Nel 1887, Zamenhof pubblicò il primo manuale della sua “Lingua Internazionale”, firmandosi Dottor Esperanto – lo pseudonimo diede il nome alla lingua. L’idea di creare una “lingua internazionale” frullava nella mente di Zamenhof da anni. In una lettera scrisse di non volersi legare con “gli obiettivi e gli ideali di un particolare gruppo o religione”, e che la diversità linguistica “allontana la famiglia umana e la divide in fazioni nemiche”.

Conscio della situazione geopolitica dell’epoca, Zamenhof capì che c’era bisogno di un idioma che non appartenesse a nessuno e allo stesso tempo fosse di tutti. Basandosi sulle lingue che parlava – russo, polacco, francese, inglese, ebraico, italiano, greco e latino –, creò l’esperanto con questa sola intenzione.

Zamenhof e la grammatica fondamentale dell’esperanto

La grammatica dell’esperanto

La grammatica dell’esperanto si basa su una sintesi e una semplificazione delle grammatiche indoeuropee. Esaurire in poche righe tutte le regole è impossibile, ma nel 1905 Zamenhof pubblicò “Fundamento de Esperanto”, una grammatica/dizionario in cui tracciò le linee guida della lingua. Questo testo è considerato immutabile e imprescindibile.

Il lessico dell’esperanto si basa sulle lingue romanze, quindi quasi tutte le radici provengono da lì. “Am-“, per esempio – la radice di “amore” – viene dal latino. La morfologia, invece, è agglutinante, cioè basta aggiungere delle particelle prima o dopo le radici per modificare il significato grammaticale. Il sostantivo “amore” si forma con “am- + -o”, quindi “amo”; l’aggettivo “amorevole” è “am- + -a”, quindi “ama” – e così via. In generale, “-o” è il suffisso per i nomi, “-a” per gli aggettivi, “-e” per gli avverbi e “-i” per il verbo all’infinito.

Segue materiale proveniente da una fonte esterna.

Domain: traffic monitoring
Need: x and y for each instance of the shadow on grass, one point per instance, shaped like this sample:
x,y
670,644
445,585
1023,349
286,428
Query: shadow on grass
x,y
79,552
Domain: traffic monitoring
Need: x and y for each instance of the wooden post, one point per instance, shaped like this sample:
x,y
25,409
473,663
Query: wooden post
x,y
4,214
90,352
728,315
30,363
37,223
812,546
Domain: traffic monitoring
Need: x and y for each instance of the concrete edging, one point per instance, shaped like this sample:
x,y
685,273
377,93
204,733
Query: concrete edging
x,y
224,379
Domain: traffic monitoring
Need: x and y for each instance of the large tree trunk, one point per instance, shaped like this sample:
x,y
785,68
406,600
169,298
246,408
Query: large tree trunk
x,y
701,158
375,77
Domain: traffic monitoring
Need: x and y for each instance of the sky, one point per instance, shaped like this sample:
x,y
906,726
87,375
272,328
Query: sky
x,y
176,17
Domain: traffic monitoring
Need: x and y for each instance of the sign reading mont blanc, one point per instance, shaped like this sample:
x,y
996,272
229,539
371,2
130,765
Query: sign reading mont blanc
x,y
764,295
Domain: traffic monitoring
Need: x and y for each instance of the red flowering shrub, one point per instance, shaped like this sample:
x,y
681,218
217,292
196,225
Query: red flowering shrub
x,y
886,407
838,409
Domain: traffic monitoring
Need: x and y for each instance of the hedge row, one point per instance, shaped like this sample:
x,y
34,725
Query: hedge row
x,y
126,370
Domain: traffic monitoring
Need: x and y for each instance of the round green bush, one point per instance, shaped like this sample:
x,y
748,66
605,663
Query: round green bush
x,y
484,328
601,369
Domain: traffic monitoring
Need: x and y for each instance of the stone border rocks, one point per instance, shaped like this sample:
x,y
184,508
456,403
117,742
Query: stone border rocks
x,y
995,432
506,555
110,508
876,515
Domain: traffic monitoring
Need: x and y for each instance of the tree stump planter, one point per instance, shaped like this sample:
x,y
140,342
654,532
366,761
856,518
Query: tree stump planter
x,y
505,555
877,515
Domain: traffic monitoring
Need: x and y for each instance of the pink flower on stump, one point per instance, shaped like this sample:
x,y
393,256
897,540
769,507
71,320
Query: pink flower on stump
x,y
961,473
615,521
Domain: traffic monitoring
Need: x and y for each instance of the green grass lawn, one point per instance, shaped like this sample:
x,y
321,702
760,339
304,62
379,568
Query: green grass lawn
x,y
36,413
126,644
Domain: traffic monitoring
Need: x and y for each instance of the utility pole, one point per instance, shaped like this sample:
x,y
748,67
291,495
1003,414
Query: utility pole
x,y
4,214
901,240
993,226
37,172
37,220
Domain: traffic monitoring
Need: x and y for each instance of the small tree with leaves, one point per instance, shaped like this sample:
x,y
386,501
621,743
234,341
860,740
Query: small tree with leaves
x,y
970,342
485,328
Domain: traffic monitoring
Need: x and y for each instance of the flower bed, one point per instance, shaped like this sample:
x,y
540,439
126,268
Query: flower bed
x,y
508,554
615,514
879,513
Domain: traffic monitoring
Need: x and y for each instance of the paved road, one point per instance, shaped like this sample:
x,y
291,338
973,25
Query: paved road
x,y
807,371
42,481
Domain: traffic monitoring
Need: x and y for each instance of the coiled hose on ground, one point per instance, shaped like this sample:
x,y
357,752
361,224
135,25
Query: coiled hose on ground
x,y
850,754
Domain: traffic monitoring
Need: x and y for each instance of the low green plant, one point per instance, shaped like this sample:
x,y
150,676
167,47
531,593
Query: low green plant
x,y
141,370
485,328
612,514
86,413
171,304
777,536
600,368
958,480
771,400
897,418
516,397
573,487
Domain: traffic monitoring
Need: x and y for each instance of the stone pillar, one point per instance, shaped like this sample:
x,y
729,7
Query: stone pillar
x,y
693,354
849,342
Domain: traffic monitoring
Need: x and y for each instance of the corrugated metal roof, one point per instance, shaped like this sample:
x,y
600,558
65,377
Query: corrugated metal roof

Il plurale dei sostantivi e degli aggettivi si forma aggiungendo una “-j” finale, e l’aggettivo e il nome devono sempre concordare. L’articolo determinativo è “la”, invariabile per genere, numero e caso, mentre quello indeterminativo non esiste. I verbi non hanno persona o numero; il presente termina in “-as”, il passato remoto in “-is”, il futuro in “-os”, il condizionale presente in “-us” e l’imperativo in “-u”.

L’alfabeto esperanto

Altre regole di base:

  • L’esperanto si legge come si scrive
  • Le parole composte hanno la radice di quella più importante alla fine
  • L’accento cade sempre sulla penultima sillaba
  • La -n marca il complemento oggetto
  • La doppia negazione afferma
  • Le congiunzioni e le preposizioni sono invariabili, quindi tocca impararsele a memoria.
  • Anche le varie particelle agglutinanti sono da imparare a memoria. Esempio: “-ebl-” significa “possibile”, quindi “kredebla” si traduce come “credibile”, perché “kred-” è la radice di “credere” e “-a” specifica che è un aggettivo.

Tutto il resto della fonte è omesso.